Splice Junctions

IGV supplements each alignment track with (1) a coverage track and (2) if selected in the Alignment Preferences panel, a default splice junctions track. This page describes the default junctions track as well as independently loaded junctions data in the standard .bed format. See Sashimi Plot for how to derive and manipulate interactive junction visualizations within IGV. 

Before loading data, check Show junction track in the Alignment Preferences panel. The panel's settings must be adjusted for your data as default settings are for genomic reads for which splicing is irrelevant.

When enabled, IGV dynamically computes the junctions track from alignment data. The junctions track calls a splicing event when at least a single read splits across two exons in the alignment track.

Splice Junctions Track

The junctions track calls a splicing event when at least a single read splits across two exons in the alignment track.

  • IGV defines exons by your sample's read alignments.
  • IGV does not use the mate inner distance of paired reads for junctions.
  • You must have aligned reads using a splice-aware alignment algorithm, e.g. TopHat, for the library to retain split reads. Furthermore, the aligner must assign reads XS tag values. For example, XS:A:+ for GT-AG intron boundaries and XS:A:– for CT-AC intron boundaries.

Without XS tag strand information, IGV renders junctions using read strand, and therefore IGV's display of the strandedness is inferred.

  • Displaying strandedness in IGV that reflects biology with certainty, minimally, but not necessarily sufficiently, requires strand preserving sample preparation, indicating to the alignment algorithm before it is run a stranded library type, e.g. for TopHat firststrand or secondstrand, and an alignment algorithm that assigns XS tag values.
  • Some alignment algorithm modes may assign XS tag values to reads based on a transcriptome index against which reads were aligned and in which the strandedness of transcripts is presupposed.

Each splice junction is represented by an arc from the beginning to the end of the junction. 

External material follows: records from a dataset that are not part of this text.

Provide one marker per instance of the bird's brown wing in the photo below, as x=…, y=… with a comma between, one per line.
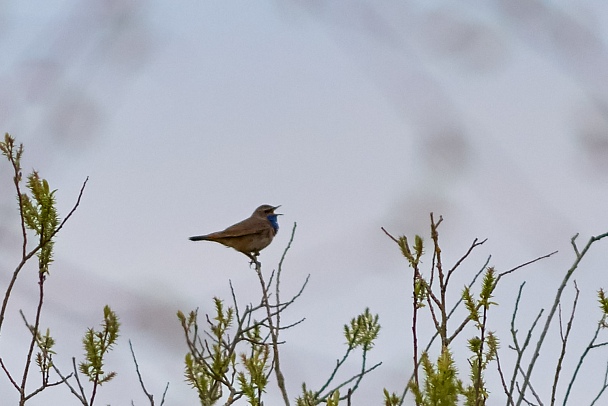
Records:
x=246, y=227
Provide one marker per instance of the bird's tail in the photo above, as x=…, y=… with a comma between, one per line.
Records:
x=199, y=238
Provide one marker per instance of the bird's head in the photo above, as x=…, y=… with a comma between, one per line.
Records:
x=267, y=211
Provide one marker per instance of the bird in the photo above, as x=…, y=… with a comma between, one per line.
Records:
x=249, y=236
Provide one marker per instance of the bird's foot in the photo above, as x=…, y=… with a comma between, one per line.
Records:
x=254, y=260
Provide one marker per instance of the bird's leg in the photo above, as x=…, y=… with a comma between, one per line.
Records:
x=254, y=259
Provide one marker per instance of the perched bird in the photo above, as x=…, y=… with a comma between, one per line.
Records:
x=251, y=235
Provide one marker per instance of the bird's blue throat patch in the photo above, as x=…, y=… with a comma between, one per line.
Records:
x=273, y=221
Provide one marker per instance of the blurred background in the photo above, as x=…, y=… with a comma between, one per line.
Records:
x=188, y=115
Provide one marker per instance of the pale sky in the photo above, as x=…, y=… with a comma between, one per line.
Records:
x=186, y=116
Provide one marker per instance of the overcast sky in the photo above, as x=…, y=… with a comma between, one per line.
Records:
x=186, y=116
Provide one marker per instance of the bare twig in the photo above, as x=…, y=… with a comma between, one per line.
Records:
x=564, y=338
x=579, y=256
x=141, y=381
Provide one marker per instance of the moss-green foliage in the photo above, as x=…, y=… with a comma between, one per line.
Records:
x=97, y=344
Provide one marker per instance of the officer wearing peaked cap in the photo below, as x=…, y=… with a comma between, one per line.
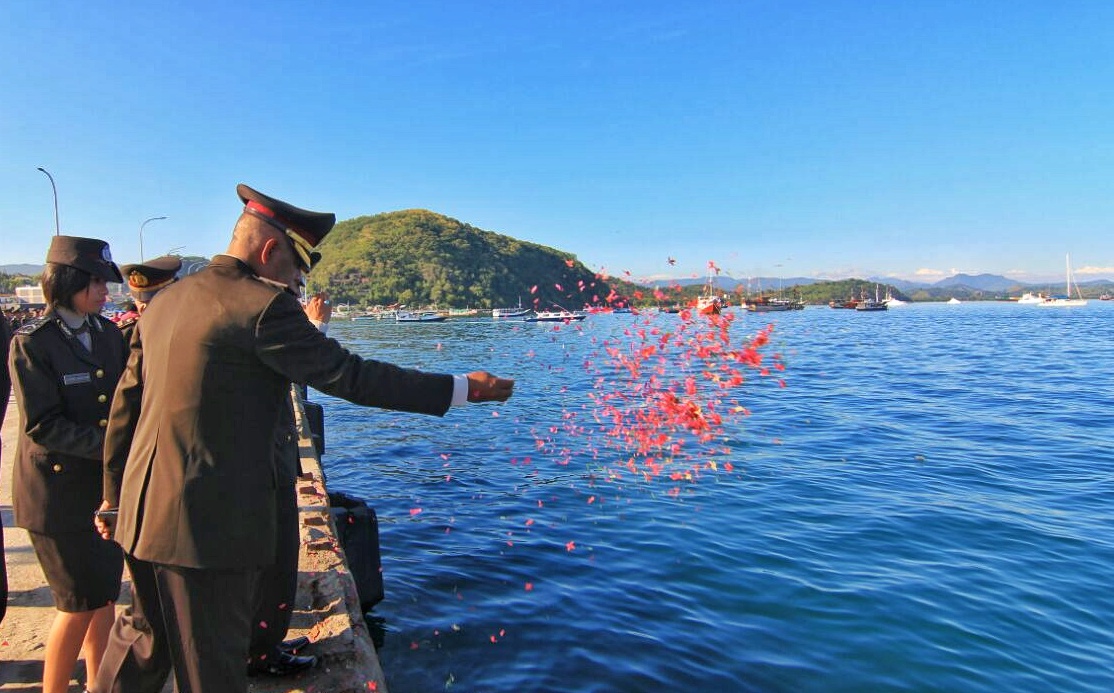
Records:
x=145, y=280
x=64, y=368
x=212, y=363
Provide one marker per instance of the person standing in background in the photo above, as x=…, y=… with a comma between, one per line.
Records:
x=64, y=367
x=5, y=393
x=145, y=280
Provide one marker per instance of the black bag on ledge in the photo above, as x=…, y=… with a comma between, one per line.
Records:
x=358, y=532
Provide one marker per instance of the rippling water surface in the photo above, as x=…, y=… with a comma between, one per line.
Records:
x=926, y=506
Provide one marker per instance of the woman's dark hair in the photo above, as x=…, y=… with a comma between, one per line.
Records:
x=60, y=283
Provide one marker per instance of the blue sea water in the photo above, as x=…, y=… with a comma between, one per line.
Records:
x=925, y=506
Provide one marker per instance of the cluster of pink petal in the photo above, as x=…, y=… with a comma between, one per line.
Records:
x=662, y=396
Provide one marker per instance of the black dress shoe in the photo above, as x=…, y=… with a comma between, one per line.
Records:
x=294, y=644
x=283, y=664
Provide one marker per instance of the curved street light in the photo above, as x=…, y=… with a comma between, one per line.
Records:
x=154, y=218
x=52, y=187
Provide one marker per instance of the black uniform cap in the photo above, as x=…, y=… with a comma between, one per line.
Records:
x=145, y=280
x=89, y=255
x=304, y=228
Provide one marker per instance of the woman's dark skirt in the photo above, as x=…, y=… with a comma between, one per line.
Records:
x=82, y=569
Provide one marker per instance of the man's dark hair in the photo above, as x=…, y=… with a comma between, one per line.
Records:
x=60, y=283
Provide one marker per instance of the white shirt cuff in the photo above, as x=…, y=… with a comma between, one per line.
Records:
x=459, y=390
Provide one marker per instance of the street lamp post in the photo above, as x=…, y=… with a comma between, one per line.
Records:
x=52, y=187
x=154, y=218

  • Junctions from the + strand are colored red and extend above the center line. 
  • Junctions from the – strand are blue and extend below the center line.
  • The height of the arc, and its thickness, are proportional to the depth of read coverage up to 50 reads (first image).
    • Display a more proportionate representation by selecting Autoscale from the right-click menu (second image).

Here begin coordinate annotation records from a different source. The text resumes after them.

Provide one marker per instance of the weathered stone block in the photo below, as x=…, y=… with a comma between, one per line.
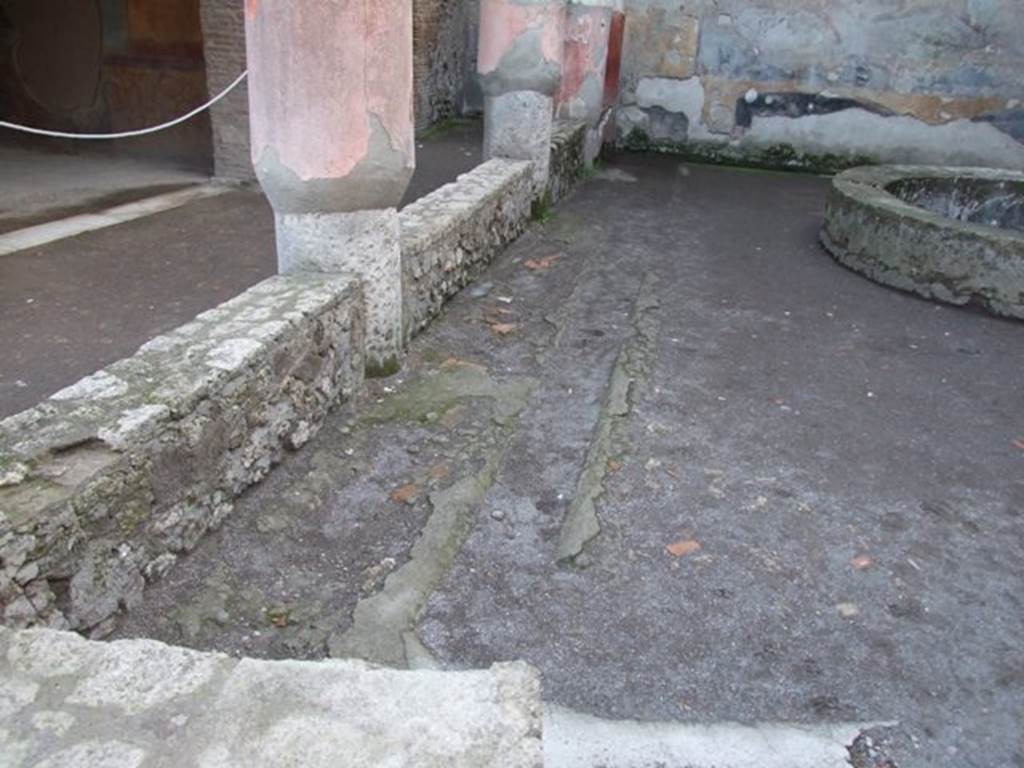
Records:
x=111, y=477
x=69, y=701
x=449, y=236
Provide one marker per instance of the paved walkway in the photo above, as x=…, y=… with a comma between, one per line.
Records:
x=670, y=453
x=73, y=306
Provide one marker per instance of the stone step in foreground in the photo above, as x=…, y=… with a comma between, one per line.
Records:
x=70, y=701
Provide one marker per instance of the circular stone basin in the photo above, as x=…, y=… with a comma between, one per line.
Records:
x=954, y=235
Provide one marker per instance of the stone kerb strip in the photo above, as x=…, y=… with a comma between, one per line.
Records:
x=70, y=701
x=107, y=482
x=870, y=230
x=450, y=235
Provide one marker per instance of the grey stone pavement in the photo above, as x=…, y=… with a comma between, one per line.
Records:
x=95, y=298
x=670, y=453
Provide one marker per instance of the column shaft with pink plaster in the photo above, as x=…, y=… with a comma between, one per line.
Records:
x=519, y=64
x=585, y=56
x=331, y=111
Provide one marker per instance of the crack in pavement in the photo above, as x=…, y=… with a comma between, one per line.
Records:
x=582, y=524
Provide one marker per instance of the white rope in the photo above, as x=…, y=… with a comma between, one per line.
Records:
x=127, y=134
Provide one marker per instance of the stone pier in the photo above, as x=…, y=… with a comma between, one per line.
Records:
x=519, y=64
x=331, y=109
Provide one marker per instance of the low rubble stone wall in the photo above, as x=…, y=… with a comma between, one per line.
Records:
x=107, y=482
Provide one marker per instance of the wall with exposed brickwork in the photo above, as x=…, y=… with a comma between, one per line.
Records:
x=806, y=82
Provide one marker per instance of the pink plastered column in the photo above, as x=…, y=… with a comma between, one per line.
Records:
x=331, y=113
x=519, y=65
x=585, y=58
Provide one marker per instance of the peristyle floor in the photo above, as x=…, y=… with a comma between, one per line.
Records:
x=75, y=305
x=670, y=453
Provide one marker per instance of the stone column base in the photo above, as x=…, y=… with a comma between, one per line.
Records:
x=366, y=244
x=517, y=125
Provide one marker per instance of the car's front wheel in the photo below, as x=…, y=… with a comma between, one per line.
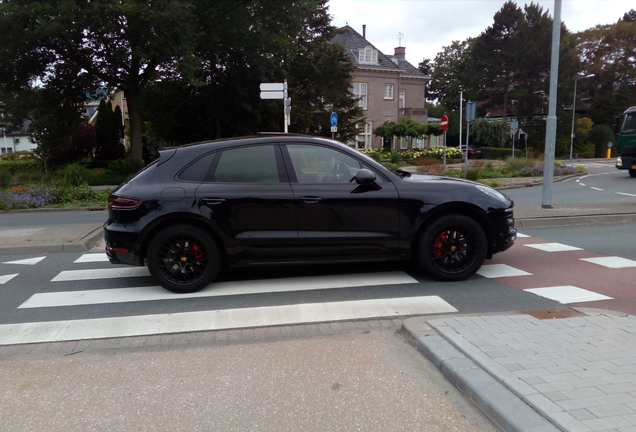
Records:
x=183, y=258
x=452, y=248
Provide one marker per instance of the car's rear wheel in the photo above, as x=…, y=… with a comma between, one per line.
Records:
x=183, y=258
x=452, y=248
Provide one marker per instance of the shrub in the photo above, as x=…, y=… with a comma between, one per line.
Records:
x=75, y=175
x=20, y=198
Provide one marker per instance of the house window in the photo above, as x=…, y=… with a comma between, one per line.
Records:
x=360, y=93
x=368, y=56
x=363, y=140
x=388, y=91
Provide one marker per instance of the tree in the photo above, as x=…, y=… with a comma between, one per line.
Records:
x=79, y=45
x=607, y=51
x=108, y=132
x=489, y=133
x=290, y=41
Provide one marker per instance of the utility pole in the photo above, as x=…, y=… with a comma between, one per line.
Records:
x=550, y=132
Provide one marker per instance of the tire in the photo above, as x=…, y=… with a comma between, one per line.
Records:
x=183, y=258
x=452, y=248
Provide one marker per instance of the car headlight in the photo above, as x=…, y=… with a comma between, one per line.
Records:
x=492, y=193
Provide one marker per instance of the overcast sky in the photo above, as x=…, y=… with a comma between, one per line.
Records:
x=429, y=25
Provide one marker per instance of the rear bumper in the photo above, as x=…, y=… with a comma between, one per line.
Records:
x=121, y=247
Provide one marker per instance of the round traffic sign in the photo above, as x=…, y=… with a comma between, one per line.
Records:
x=444, y=123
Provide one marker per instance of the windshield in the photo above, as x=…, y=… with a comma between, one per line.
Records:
x=629, y=123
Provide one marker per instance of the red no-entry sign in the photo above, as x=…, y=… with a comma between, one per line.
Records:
x=444, y=123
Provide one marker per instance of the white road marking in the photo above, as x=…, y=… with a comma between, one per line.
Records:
x=611, y=262
x=6, y=278
x=111, y=273
x=553, y=247
x=28, y=261
x=219, y=319
x=568, y=294
x=216, y=289
x=99, y=257
x=492, y=271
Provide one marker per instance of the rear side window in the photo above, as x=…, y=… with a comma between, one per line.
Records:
x=197, y=170
x=256, y=164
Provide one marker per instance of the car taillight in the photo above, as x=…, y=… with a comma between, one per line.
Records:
x=117, y=202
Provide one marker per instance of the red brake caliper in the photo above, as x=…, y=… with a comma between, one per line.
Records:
x=438, y=243
x=194, y=249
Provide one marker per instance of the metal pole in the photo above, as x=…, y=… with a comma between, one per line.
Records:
x=461, y=103
x=550, y=133
x=574, y=112
x=444, y=151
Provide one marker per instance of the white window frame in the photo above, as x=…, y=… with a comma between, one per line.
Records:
x=360, y=92
x=363, y=139
x=402, y=102
x=368, y=55
x=418, y=142
x=388, y=91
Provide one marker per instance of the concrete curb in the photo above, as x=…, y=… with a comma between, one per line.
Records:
x=499, y=404
x=86, y=243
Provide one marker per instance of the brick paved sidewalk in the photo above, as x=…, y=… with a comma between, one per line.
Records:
x=580, y=373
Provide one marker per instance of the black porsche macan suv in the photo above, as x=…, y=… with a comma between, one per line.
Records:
x=279, y=199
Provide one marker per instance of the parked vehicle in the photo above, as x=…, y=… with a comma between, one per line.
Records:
x=282, y=199
x=473, y=151
x=625, y=128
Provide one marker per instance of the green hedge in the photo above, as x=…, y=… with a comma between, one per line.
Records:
x=21, y=167
x=501, y=153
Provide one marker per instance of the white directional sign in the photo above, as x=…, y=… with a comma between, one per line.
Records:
x=272, y=86
x=273, y=95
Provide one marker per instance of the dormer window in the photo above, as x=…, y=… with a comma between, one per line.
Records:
x=368, y=55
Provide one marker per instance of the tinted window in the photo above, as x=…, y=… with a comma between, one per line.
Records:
x=197, y=170
x=315, y=164
x=256, y=164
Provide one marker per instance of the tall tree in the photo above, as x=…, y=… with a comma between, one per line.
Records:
x=278, y=40
x=607, y=51
x=83, y=44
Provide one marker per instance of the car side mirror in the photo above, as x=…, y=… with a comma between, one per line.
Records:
x=365, y=176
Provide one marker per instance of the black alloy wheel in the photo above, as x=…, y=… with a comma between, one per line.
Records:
x=183, y=258
x=453, y=248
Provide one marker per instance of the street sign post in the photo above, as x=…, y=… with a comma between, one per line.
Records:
x=278, y=91
x=333, y=118
x=443, y=126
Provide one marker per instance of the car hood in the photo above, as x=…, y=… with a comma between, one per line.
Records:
x=420, y=178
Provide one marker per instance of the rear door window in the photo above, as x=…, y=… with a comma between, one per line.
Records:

Hovering the mouse over or clicking on a junction will display coverage information. The first screenshot shows multiple coverage detail panels for each three components of two splice junctions on opposite strands.

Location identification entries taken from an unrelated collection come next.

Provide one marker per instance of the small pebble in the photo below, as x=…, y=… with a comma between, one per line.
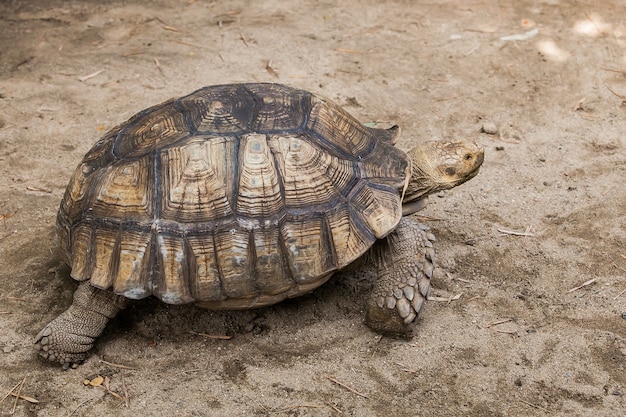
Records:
x=489, y=128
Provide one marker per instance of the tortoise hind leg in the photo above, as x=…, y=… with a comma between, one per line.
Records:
x=404, y=262
x=68, y=338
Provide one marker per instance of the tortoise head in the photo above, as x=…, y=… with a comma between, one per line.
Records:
x=437, y=166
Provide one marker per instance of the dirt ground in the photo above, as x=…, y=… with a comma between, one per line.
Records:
x=542, y=85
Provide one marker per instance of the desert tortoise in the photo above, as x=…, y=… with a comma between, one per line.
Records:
x=239, y=196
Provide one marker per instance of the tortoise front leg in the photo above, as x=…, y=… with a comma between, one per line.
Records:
x=405, y=266
x=68, y=338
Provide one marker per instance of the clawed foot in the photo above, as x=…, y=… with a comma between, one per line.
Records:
x=60, y=346
x=395, y=313
x=405, y=267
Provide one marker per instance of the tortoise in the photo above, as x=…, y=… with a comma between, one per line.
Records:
x=242, y=195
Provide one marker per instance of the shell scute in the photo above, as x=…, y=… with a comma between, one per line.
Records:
x=234, y=196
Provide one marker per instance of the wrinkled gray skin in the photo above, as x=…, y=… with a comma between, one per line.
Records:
x=404, y=262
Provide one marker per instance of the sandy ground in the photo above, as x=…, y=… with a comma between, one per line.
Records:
x=507, y=336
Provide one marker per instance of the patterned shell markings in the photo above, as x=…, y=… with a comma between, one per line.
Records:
x=235, y=195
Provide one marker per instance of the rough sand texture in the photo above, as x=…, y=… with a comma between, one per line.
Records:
x=555, y=171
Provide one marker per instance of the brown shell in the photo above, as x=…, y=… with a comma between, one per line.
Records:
x=234, y=196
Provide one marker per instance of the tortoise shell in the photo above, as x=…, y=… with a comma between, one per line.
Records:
x=233, y=196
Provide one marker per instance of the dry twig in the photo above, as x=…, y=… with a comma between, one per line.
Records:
x=89, y=76
x=515, y=233
x=583, y=285
x=613, y=70
x=620, y=294
x=495, y=323
x=212, y=336
x=115, y=365
x=535, y=406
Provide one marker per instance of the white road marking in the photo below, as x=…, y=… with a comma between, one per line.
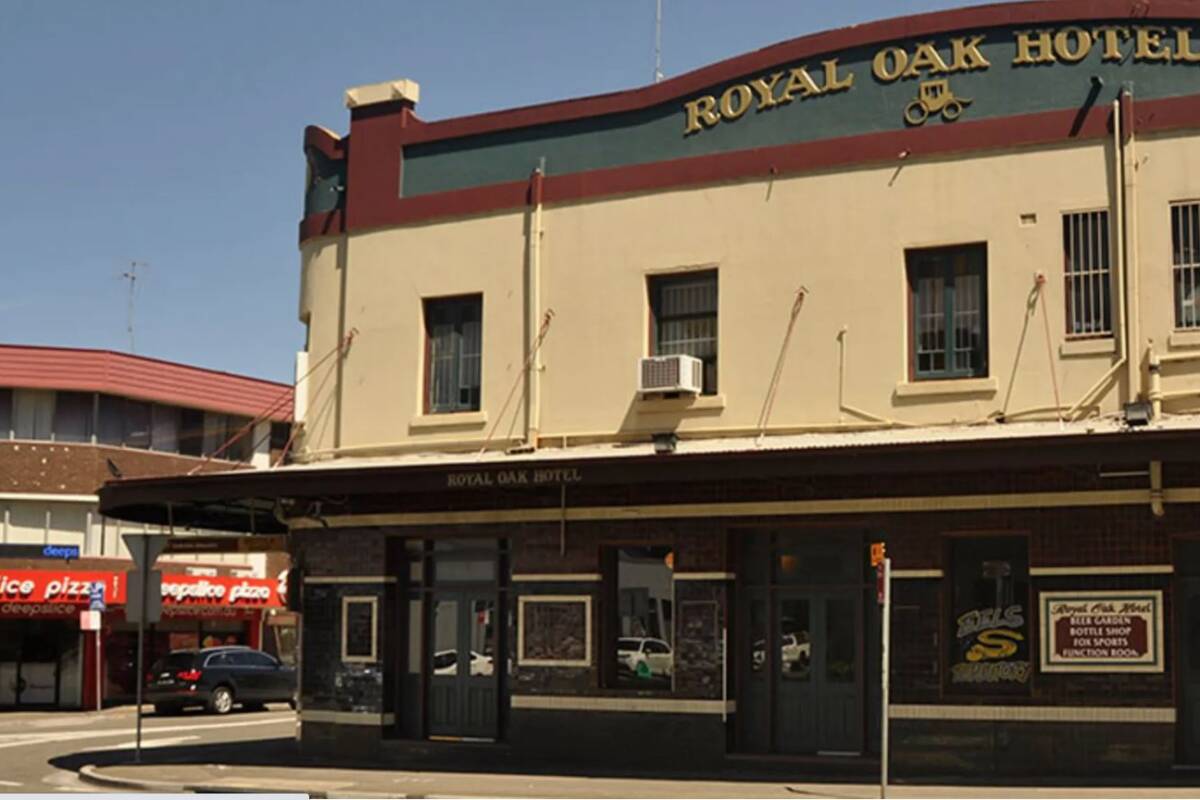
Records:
x=145, y=744
x=19, y=740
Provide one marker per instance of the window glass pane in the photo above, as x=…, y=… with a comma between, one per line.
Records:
x=645, y=583
x=165, y=428
x=483, y=637
x=454, y=328
x=841, y=654
x=757, y=636
x=215, y=426
x=191, y=432
x=359, y=633
x=137, y=423
x=684, y=310
x=949, y=310
x=795, y=638
x=72, y=416
x=445, y=637
x=243, y=447
x=415, y=636
x=111, y=422
x=1086, y=259
x=989, y=624
x=465, y=570
x=33, y=413
x=1186, y=251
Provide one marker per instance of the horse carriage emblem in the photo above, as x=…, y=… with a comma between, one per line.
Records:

  • Read depth for each end of the junction is displayed. For the red junction below, starting flank depth is 109 reads and ending flank depth is at 6606 reads.
  • Other details for a given junction's three hover elements are the same.

 

Right-click pop-up menu options for Junction tracks

Menu options are as detailed for the Feature tracks menu with the following additions or differences.

Command Description

Collapsed
Expanded
Squished

Tracks are collapsed by default. The expanded mode breaks up the junctions track to multiple junctions tracks to minimize visual overlap. IGV does not interpret isoform information.
Autoscale The height of the arc, and its thickness, are proportional to the depth of read coverage.
  • By default, all junctions with more than 50 reads have the same thickness.
  • Select Autoscale to display a more proportionate representation.
Sashimi Plot Displays junctions information for regions within the current IGV view in a new panel with additional options. See Sashimi Plot for details.
Export Features Download junctions track from IGV as a .bed file.

Example showing differential splicing

  • Start IGV and make sure Show junction track is checked in the Alignment Preferences panel and the Visibility range threshold is set to 500.
  • Load the Human hg19 genome.
  • Select File > Load from Server. Select Body Map 2.0 > Alignments > Merged 50bp and 75bp > Heart and Liver.
  • Enter SLC25A3 in the search bar to see an instance where the third exon is differentially spliced for the two tissues (Screenshot 2015.4.15).
    • Here we have colored alignments by XS tag. The library was unstranded, and XS tag values were assigned to reads crossing junctions (in pink) using a predefined transcriptome index.

Enable junctions view for .bed files

The splice junction view displays an alternative representation of .bed files encoding splice junctions, such as the "junctions.bed" file produced by the TopHat program. Display details are as described in the section above.

  • This view is enabled by including a track line that specifies either name=junctions or graphType=junctions.
  • TopHat's "junctions.bed" file includes a track line specifying name=junctions by default, so no action is required for these files.

The track can also be computed dynamically from an Alignment track by enabling the Show splice junctions track option in the alignment preferences as described above.

Junction files should be in the standard .bed format.  The score field is used to indicate depth of coverage.